Leurs yeux ne trahissent plus d'émotions, plus d'humanité. Seule le vide de la souffrance les ronges et les excite. Le châtiment diabolique dévore leur carcasse et voila qu'ils sont renouvelés. Et ils reprennent leur opéra de plus belle, et sautillent avec la même énergie. Les flammes les accompagnent, les suis du bas vers le haut et dessinent avec brio leur chorégraphie.
Je décide de sortir du silence et tend la main à Satan. Il arrête soudain son action, regarde mes pupilles rouges, rouges de peur, rouges de honte. Et jubile, ricane, s'émousse, sautille et me prends en son sein. Il me promet que son estime de mes actions dépasse toute autre importance et m'invite en son Royaume clandestin.
-Satan, m'as tu fais souffrir, que je t'ai suivie, m'as tu promis du plaisir que j'en ai joui, alors que fais-je sous cette chaleur extreme? N'ai-je pas été un élève obéissant? et n'ai-je pas fournis, avec la même ferveur que les croyants du Ciel, ma servitude la plus sincère?

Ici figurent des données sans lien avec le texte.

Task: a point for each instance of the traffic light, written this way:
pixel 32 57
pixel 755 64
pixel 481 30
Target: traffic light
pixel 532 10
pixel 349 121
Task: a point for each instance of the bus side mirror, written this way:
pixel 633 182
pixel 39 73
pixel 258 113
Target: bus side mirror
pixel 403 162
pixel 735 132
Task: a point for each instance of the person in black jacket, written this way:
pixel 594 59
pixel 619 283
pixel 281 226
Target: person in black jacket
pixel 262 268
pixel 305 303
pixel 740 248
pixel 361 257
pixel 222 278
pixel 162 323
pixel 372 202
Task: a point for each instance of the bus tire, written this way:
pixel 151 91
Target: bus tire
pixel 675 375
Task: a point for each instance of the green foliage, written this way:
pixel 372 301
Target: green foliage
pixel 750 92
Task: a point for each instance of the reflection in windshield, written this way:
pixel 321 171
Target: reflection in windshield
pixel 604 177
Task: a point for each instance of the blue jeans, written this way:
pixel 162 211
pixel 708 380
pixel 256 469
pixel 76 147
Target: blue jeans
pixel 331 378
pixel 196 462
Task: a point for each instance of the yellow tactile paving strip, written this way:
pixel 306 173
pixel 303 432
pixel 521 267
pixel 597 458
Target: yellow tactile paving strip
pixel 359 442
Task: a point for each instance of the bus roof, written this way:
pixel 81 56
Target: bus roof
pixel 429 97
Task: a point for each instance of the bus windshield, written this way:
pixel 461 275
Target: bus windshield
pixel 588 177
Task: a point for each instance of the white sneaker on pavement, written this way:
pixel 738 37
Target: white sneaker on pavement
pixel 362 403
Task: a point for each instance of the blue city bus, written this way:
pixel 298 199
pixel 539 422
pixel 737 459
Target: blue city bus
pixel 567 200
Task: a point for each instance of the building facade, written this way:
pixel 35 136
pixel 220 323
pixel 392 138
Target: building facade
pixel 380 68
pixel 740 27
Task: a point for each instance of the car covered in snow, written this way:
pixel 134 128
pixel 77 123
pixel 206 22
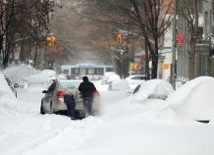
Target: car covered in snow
pixel 53 102
pixel 153 89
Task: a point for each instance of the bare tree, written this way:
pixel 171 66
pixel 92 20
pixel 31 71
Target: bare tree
pixel 147 19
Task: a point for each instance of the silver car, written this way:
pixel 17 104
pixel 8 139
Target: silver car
pixel 53 101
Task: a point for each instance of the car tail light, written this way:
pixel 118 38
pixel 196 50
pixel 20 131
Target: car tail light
pixel 96 93
pixel 60 94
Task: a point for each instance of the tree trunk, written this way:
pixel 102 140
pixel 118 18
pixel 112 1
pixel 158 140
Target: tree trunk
pixel 192 74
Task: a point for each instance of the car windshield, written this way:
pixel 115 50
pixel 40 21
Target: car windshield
pixel 69 83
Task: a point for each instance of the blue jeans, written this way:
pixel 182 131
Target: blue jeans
pixel 88 105
pixel 70 102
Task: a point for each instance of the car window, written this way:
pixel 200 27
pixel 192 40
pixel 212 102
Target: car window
pixel 65 84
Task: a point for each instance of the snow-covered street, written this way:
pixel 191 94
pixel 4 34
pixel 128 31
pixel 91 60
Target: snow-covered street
pixel 126 126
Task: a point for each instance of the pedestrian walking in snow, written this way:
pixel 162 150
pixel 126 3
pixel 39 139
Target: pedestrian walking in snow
pixel 70 98
pixel 87 89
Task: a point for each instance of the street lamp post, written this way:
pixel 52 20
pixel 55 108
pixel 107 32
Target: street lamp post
pixel 174 48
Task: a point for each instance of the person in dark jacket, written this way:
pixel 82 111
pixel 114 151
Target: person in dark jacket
pixel 87 89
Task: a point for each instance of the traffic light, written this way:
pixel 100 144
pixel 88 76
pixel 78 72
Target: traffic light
pixel 51 40
pixel 119 37
pixel 134 66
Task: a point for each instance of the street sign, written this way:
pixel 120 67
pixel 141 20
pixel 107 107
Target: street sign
pixel 179 38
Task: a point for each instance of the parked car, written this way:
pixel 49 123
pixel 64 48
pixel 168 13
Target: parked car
pixel 135 80
pixel 153 89
pixel 12 85
pixel 54 102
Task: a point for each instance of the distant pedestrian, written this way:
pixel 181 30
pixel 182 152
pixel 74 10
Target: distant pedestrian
pixel 70 98
pixel 52 86
pixel 87 89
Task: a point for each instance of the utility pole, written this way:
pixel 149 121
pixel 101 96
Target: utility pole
pixel 174 46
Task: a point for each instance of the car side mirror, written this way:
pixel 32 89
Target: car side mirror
pixel 16 85
pixel 44 91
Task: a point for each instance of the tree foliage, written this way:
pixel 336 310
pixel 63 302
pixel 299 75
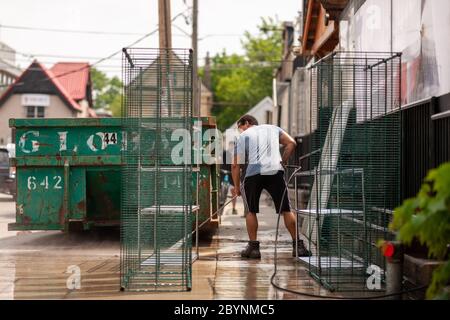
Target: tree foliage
pixel 239 82
pixel 107 92
pixel 427 218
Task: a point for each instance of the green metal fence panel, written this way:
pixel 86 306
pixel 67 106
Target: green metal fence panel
pixel 157 195
pixel 354 172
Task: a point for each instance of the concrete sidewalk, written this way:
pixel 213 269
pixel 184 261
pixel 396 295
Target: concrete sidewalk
pixel 34 265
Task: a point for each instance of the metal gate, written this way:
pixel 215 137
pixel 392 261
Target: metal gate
pixel 156 217
pixel 354 172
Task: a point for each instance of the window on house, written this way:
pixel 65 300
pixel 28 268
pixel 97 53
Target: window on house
pixel 35 112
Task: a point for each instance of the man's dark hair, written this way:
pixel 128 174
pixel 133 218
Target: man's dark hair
pixel 247 118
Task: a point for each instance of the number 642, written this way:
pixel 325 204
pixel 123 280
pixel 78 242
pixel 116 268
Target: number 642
pixel 48 182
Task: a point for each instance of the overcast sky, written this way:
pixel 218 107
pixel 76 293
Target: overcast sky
pixel 221 24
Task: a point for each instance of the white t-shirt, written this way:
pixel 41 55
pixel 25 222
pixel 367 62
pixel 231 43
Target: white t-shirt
pixel 259 147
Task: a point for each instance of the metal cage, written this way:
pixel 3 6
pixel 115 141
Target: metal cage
pixel 156 210
pixel 354 167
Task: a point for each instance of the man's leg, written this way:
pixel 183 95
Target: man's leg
pixel 290 223
pixel 252 226
pixel 252 191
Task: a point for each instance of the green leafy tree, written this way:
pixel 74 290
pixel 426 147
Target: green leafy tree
pixel 427 218
pixel 240 82
pixel 107 92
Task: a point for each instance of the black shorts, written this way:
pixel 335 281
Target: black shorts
pixel 275 185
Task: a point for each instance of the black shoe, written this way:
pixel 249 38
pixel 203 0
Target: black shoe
pixel 251 251
pixel 301 250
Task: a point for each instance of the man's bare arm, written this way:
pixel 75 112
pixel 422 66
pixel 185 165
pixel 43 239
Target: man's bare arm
pixel 236 175
pixel 289 146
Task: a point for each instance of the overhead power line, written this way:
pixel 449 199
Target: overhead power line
pixel 111 55
pixel 70 30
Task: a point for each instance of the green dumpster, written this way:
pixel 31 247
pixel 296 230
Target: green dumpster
pixel 68 173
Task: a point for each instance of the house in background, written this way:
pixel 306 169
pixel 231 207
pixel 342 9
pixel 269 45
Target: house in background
pixel 8 70
pixel 64 91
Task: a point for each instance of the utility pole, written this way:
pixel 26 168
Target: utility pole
pixel 165 27
pixel 165 45
pixel 207 74
pixel 196 85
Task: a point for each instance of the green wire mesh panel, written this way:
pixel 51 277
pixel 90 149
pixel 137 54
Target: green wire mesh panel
pixel 355 167
pixel 156 221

-Bien entendu, pêcheur, sais-tu pas, cependant que le rouge du feu ne fait de la chair un plat tendre qu'un certain temps très court?
-Oui, et donc?
-Et qu'arrive t-il lorsque l'on laisse les flammes sans régulation sur la chair?
-Elle brûle
-Elle brûle. Tu vas brûler. Vois-tu maintenant, jeune pécheur, ta différence? En suivant le chemin noir du plaisir, tu t'es retrouvé devant mon palier. Et tu voyais encore une lueur, une petite lumière. Mais tu as fais le choix de poursuivre. Et voilà que ta figure me fait face, et que ta peau part en fumée.
Il glisse d'un mouvement gracieux et doux, ses doigts grotesques dans les miens. Et me voila descendant les marches de l'enfer, où mes semblables font la fête. Un pas après l'autre, une figure luisante se met à prendre forme devant mes yeux. Je ressens dès lors la berceuse légère de la vie, et je m'effondre et je pleure. La figure achève sa transformation. C'est le regret. Il s'avance vers moi, d'un pas lent et calculé, et me caresse le visage.
-Alors, le désir en valait-il cette peine? Dis moi. Dis moi tout, pêcheur , prends moi dans tes bras, embrasse moi, enlace moi, intègre moi en toi, pécheur. Je ne te quitterai plus à présent.
Satan entend la voix du regret et s'amuse de la réussite de son entreprise. Maintenant, tout deux s'avancent vers moi, le diable, et mon dernier sentiment. Leurs lèvres s'étirent et affichent ce qui semble être un sourire.
"Maintenant, descends". je quitte la dernière marche et foule le sol de l'enfer. Le regret grandit et grossit, devient ciel et terre, devient tout l'univers. Et me dis, et me répète et me torture. " Alors, le désir en valait-il la peine?". Il le répète à nouveau mais je ne l'entends plus. Mes pieds s'élèvent d'eux même pour échapper aux flammes et je crois les entendre me maudire de les avoir trainés ici. Ils se soulèvent et retombent, et me voila dansant la chorégraphie des damnés. Je saute et m'effondre et glisse et me relève et crie et pleure et rejoint l'harmonie gargantuesque des pêcheurs.
Et de là, en pleine exécution de ma chorégraphie divine, j'aperçois au loin un homme et sa femme, ma mère et son mari. Ils observent avec effroi le destin tragique de leur enfant et s'interrogent et sanglotent. Leur fils, autre fois sage et conséquent, sautille et brule et sautille et tombe, et sautille et pleure. Ses yeux perdent la raison, la vie et se mélangent à la mosaïque collective. Satan, à la vue d'une telle pièce, fuse de satisfaction et ricane de plus belle.
Il sourit, enfin, car ma présence n'aura nécessité que ma simple existence. Mon premier souffle a suffit. il m'a démarqué et m'a inscrit dès lors sur la liste des damnés. Satan ricane une dernière fois de cette injustice, puis s'élève et s'apprête à accueillir mon prochain, mon semblable.